Personal information
- Date of birth: 21 May 1989 (age 37)
- Place of birth: Zadar, SR Croatia, Yugoslavia
- Height: 1.90 m (6 ft 3 in)
- Position: Forward

Team information
- Current team: HNK Zadar
- Number: 19

Youth career
- 2003–2006: Zadar
- 2006–2007: Inter Zaprešić
- 2007–2008: Red Bull Salzburg

Senior career*
- Years: Team / Apps / (Gls)
- 2006–2007: Inter Zaprešić / 4 / (1)
- 2009: Ingolstadt 04 / 6 / (0)
- 2009–2013: Zadar / 64 / (26)
- 2012–2013: → SC Freiburg (loan) / 24 / (1)
- 2013–2015: Kortrijk / 69 / (30)
- 2015–2016: Standard Liège / 28 / (12)
- 2016–2018: Caen / 66 / (26)
- 2018–2019: Anderlecht / 34 / (16)
- 2019–2020: Jiangsu Suning / 30 / (12)
- 2021: Osijek / 12 / (3)
- 2021–2022: Al-Fateh / 23 / (6)
- 2022–2024: Zürich / 32 / (0)
- 2024–2025: Šibenik / 32 / (7)
- 2025–: HNK Zadar / 31 / (18)

International career^{‡}
- 2007: Croatia U18 / 2 / (0)
- 2007: Croatia U19 / 2 / (1)
- 2017–2018: Croatia / 5 / (0)

= Ivan Santini =

Croatian footballer (born 1989)

Ivan Santini (/hr/; born 21 May 1989) is a Croatian professional footballer who plays as a forward for Croatian club HNK Zadar.

==Club career==
Ivan Santini, born in Zadar, played for his hometown side's youth team, until the summer of 2006, when he moved to Inter Zaprešić where he signed his first professional contract and made four first team appearances, scoring his first professional goal in the process. The next season, he moved to Red Bull Salzburg where he spent the duration of the year as a youth player.

He made his debut on the professional league level in the 2. Bundesliga for FC Ingolstadt on 8 March 2009, when he came on as a substitute in the 72nd minute in a game against 1860 Munich and scored his first goal. From 2009 to 2012, he played for Zadar. On 31 January 2012, Santini joined SC Freiburg on a six-month loan move with a clause in which Freiburg could buy out his contract.

In June 2013, he signed a contract to join Kortrijk.

On 18 June 2015, Santini moved to Standard Liège on a four-year contract, for a fee of €2 million. In the final of the Belgian Cup in 2016, Santini scored a goal in the 88th minute of the match to secure a dramatic 2–1 win over Club Brugge.

On 3 August 2016, Santini moved to Caen on a three-year contract, for a fee estimated over €2 million. In January 2017, he became the second Croatian player after Dado Pršo to score at least ten goals in Ligue 1.

=== Anderlecht ===
On 3 July 2018, he moved to Anderlecht on a three-year contract for €3 million fee.
He debuted on 13 July 2018 in a friendly match against Ajax and scored two goals.
In his official debut, on 28 July 2018, he scored a hat-trick against his former club Kortrijk.

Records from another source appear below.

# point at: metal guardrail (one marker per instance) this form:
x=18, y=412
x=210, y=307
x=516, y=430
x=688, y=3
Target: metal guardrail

On 5 August 2018, he scored his second hat-trick of the season against Oostende.
 On 12 August 2018, he scored the second goal in a 2–1 win against Charleroi. He finished the 2018–19 season as the club's top scorer with 16 league goals.

=== Jiangsu Suning ===
On 29 July 2019, Santini joined Chinese Super League club Jiangsu Suning, becoming their fifth and final allotted foreign born player for the season. On 24 October 2020, Santini's ninth-minute strike against Chongqing Lifan secured Jiangsu Suning a place in the semi-finals of the 2020 Chinese Super League play-offs against 2018 title winners Shanghai SIPG. Santini was a substitute in the second-leg of the CSL final against Guangzhou Evergrande on 12 November, coming on in the 80th minute for goalscorer Éder. The club held on to a 2–1 win which confirmed Jiangsu Suning as league champions for the first time in their history.

=== NK Osijek ===
On 13 February 2021, Santini returned to Croatia to sign with Prva HNL side NK Osijek. He scored the winning goal on his debut for the club against Varaždin on 26 February.

=== Al-Fateh ===
On 10 August 2021, Santini joined Saudi Arabian club Al-Fateh.

=== Zürich ===
On 29 June 2022, he joined Swiss side Zürich.

==International career==
Santini made his debut for Croatia in a May 2017 friendly match against Mexico and earned a total of five caps, scoring no goals. In May 2018, he was shortlisted on Croatia's preliminary 32-man squad for the 2018 World Cup in Russia, but did not make the final 23.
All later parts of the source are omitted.